As chair of admissions for the Harvard/MIT MD-PhD program for 10 years, I have read thousands of medical school applications. A clunker grade in any one premedical course requirement has little to no effect on the outcome of a holistic review. In fact, the process of failing, learning from failure, persisting, and ultimately persevering represents the very grit and resilience that I seek in medical school applicants. Perhaps we should worry more about that “perfect” student who has never achieved anything less than an A, who will for the first time experience the inevitable failure that comes with pursuing discovery research or trying to cure an incurable patient. In those contexts, the formula of maximal effort in yields a guaranteed successful outcome simply does not apply. When the majority of experiments in the laboratory do not work, because after all you are seeking to find something brand new, critical thinking and creative problem-solving are the only means of moving from darkness to light. When you give everything you have got, blood-sweat-and-tears, to save a child’s life — such as in my profession as a pediatric oncologist — but your tireless efforts are ultimately not enough, you do not call it quits. You learn everything you can from that patient in the hopes of saving the next one.

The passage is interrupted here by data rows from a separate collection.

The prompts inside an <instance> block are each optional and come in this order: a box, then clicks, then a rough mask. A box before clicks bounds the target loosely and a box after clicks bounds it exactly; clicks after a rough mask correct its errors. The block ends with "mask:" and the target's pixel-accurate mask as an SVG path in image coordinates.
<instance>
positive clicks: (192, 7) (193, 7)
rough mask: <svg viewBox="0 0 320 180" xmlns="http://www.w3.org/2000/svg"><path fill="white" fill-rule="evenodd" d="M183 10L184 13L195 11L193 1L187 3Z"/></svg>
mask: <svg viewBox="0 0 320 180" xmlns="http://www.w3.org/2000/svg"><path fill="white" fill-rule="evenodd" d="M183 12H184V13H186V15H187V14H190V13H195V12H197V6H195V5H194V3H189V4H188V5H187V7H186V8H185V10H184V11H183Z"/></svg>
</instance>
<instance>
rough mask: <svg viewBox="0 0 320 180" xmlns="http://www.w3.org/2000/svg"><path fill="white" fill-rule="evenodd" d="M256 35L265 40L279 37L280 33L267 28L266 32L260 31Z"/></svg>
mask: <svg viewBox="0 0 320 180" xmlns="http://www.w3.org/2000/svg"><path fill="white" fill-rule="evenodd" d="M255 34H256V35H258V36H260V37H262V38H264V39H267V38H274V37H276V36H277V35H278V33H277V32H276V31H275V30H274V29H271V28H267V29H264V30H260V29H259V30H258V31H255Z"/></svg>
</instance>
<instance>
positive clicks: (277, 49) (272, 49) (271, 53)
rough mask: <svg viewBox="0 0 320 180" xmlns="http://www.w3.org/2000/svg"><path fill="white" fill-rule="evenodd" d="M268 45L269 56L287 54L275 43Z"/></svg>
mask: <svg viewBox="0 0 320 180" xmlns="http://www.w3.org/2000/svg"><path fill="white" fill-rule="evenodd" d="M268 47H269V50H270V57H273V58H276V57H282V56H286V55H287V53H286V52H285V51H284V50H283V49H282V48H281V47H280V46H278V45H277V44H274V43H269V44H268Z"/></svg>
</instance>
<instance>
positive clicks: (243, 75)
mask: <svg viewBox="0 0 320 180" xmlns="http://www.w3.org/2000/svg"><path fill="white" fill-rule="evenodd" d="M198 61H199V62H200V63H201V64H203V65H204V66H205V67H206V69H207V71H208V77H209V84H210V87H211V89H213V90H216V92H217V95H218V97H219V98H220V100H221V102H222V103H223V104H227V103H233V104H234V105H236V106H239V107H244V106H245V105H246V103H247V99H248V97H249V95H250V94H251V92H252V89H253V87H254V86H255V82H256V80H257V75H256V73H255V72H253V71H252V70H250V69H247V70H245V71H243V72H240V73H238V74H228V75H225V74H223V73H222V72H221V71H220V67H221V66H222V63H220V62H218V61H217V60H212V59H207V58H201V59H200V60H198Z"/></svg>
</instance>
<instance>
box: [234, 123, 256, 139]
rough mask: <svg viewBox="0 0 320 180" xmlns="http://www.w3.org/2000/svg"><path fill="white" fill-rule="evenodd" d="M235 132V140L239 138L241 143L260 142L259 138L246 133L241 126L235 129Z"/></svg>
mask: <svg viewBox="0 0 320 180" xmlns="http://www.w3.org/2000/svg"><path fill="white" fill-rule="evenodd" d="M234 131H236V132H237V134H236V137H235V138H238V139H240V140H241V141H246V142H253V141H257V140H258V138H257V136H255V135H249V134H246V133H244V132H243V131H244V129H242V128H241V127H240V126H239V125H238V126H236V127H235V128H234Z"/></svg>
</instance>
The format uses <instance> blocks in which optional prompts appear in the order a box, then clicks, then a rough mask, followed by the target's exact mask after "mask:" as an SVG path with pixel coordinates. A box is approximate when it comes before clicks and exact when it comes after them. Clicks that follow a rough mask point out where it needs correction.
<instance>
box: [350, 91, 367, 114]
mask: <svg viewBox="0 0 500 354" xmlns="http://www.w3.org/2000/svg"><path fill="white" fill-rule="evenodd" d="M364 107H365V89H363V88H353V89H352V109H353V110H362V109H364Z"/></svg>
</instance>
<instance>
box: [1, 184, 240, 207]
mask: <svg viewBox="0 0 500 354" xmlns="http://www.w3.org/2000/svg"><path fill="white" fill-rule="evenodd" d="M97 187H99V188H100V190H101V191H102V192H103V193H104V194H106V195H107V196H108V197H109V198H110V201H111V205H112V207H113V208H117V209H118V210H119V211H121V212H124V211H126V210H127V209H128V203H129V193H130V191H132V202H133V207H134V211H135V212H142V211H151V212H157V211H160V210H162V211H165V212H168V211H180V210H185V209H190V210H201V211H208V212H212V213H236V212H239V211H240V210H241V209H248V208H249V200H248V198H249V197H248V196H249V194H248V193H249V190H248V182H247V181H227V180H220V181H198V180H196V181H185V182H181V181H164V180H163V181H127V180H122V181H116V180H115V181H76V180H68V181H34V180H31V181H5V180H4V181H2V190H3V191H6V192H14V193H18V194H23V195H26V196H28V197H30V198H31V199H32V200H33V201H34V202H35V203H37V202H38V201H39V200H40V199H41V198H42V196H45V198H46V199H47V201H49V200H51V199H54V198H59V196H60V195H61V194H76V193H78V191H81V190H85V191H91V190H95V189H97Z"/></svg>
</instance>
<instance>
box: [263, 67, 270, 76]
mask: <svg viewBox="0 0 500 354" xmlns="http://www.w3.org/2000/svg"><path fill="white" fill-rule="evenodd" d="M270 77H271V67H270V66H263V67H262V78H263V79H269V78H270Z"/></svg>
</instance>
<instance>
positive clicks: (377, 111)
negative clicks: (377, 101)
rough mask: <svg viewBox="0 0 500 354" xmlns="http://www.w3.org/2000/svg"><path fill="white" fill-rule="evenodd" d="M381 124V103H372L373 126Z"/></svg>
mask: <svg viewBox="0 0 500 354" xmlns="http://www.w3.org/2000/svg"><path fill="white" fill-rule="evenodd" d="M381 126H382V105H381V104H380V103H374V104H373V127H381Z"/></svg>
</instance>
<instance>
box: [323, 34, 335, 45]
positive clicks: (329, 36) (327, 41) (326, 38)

Our American culture values, if not worships, the “greatests-of-all-time,” whether Serena Williams in tennis, Tom Brady in football, Muhammad Ali in boxing, Michael Jordan in basketball, or Simone Biles in gymnastics. Maitland Jones is, by every measure, the GOAT in teaching organic chemistry. If there was a Nobel Prize in Chemistry for teaching, he would be a clear winner. He has dedicated his life to it, nearly 60 years of teaching organic chemistry. Think about how remarkable that type of dedication is and the thousands upon thousands of students he has educated over those decades. Yes, he has high standards (thank goodness), and yes, organic chemistry is not for everyone. But a bad grade in his course can only preclude you from becoming a physician if you let it. Courses can be retaken to demonstrate mastery, whether during the regular school year or over the summer. I’m not sure I would want anyone taking care of me or my family who gives up that easily when confronted by adversity. Pursuing science and medicine is about leaving no stone unturned to uncover the answer to a profound scientific question or the antidote to an otherwise fatal disease. So, to Maitland Jones, I say thank you for setting such a high bar for your students, and shame on those who summarily fired you for being exacting. I, like countless others, will never forget you or your magnificent organic chemistry lessons, which changed our lives. Your legacy is felt by every patient we treat and every student we inspire.